[Foundation-l] Frequency of Seeing Bad Versions - now with traffic data

Thu Aug 27 16:41:29 UTC 2009

Recently, I reported on a simple study of how likely one was to
encounter recent vandalism in Wikipedia based on selecting articles at
random and using revert behavior as a proxy for recent vandalism.

http://lists.wikimedia.org/pipermail/foundation-l/2009-August/054171.html

One of the key limitations of that work was that it was looking at
articles selected at random from the pool of all existing page titles.
 That approach was of the most immediate interest to me, but it didn't
directly address the likelihood of encountering vandalism based on the
way that Wikipedia is actually used because the selection of articles
that people choose to visit is highly non-random.

I've now redone that analysis with a crude traffic based weighting.
For traffic information I used the same data stream used by
http://stats.grok.se.  That data is recorded hourly.  For simplicity I
chose 20 hours at random from the last eight months and averaged those
together to get a rough picture of the relative prominence of pages.
I then chose a selection of 30000 articles at random with their
probability of selection proportional to the traffic they received,
and repeated the prior analysis previously described.  (Note that this
has the effect of treating the prominence of each page as a constant
over time.  In practice we know some pages rise to prominence while
other fall down, but I am assuming the average pattern is still a good
enough approximation to be useful.)

>From this sample I found 5,955,236 revert events in 38,096,653 edits.
This is an increase of 29 times in edit frequency and 58 times the
number of revert events that were found from a uniform sampling of
pages.  I suspect it surprises no one that highly trafficked pages are
edited more often and subject to more vandalism than the average page,
though it might not have been obvious that the the ratio of reverts to
normal edits is also increased over more obscure pages.

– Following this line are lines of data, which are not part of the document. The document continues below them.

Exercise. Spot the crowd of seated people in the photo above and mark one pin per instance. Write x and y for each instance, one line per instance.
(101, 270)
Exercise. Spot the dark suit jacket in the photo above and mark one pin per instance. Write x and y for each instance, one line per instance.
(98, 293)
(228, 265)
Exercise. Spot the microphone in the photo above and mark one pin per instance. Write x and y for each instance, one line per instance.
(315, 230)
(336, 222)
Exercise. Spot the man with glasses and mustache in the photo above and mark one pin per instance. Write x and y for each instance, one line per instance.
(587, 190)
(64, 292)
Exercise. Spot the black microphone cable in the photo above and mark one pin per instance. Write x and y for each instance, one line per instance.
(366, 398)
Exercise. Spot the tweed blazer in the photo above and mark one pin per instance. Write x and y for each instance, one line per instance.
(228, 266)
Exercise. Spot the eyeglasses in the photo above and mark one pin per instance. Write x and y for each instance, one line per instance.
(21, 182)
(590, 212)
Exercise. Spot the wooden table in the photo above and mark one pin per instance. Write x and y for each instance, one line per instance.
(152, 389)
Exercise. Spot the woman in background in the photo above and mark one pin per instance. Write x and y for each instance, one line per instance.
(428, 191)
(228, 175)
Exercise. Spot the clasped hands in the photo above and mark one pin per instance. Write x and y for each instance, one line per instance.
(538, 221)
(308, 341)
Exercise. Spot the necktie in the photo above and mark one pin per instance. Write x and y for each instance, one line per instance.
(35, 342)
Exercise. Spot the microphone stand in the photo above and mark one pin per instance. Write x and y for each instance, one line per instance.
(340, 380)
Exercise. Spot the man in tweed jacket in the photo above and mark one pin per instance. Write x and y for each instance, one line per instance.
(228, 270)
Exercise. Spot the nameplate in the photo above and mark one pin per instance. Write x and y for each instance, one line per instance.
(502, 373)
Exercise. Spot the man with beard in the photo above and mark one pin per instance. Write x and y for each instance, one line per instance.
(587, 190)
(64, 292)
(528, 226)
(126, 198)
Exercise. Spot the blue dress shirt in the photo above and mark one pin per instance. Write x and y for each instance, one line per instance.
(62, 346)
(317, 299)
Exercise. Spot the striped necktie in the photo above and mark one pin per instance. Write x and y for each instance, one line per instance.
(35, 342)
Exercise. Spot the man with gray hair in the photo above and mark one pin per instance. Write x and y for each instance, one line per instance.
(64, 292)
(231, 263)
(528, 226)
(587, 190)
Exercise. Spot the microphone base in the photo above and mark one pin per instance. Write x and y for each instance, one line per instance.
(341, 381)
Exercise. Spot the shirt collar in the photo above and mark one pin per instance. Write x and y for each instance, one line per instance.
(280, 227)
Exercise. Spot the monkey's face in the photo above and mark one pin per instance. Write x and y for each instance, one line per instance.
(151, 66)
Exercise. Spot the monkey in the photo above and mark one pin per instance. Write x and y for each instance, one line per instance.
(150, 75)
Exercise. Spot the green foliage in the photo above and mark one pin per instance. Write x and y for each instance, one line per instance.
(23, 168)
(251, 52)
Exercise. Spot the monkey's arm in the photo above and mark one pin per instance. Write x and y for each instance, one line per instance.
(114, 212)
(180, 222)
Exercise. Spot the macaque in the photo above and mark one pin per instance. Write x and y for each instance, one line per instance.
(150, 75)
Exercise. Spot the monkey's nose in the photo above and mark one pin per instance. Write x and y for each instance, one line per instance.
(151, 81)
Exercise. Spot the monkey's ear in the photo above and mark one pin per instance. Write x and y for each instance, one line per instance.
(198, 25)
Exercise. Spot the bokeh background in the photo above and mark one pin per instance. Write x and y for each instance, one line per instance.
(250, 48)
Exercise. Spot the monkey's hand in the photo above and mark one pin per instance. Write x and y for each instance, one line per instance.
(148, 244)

As before, the revert time distribution has a very long tail, though
as predicted the times are generally reduced when traffic weighting is
applied.  In the traffic weighted sample, the median time to revert is
3.4 minutes and the mean time is 2.2 hours (compared to 6.7 minutes
and 18.2 hours with uniform weighting).  Again, I think it is worth
acknowledging that having a majority of reverts occur within only a
few minutes is a strong testament to the efficiency and dedication
with which new edits are usually reviewed by the community.  We could
be much worse off if most things weren't caught so quickly.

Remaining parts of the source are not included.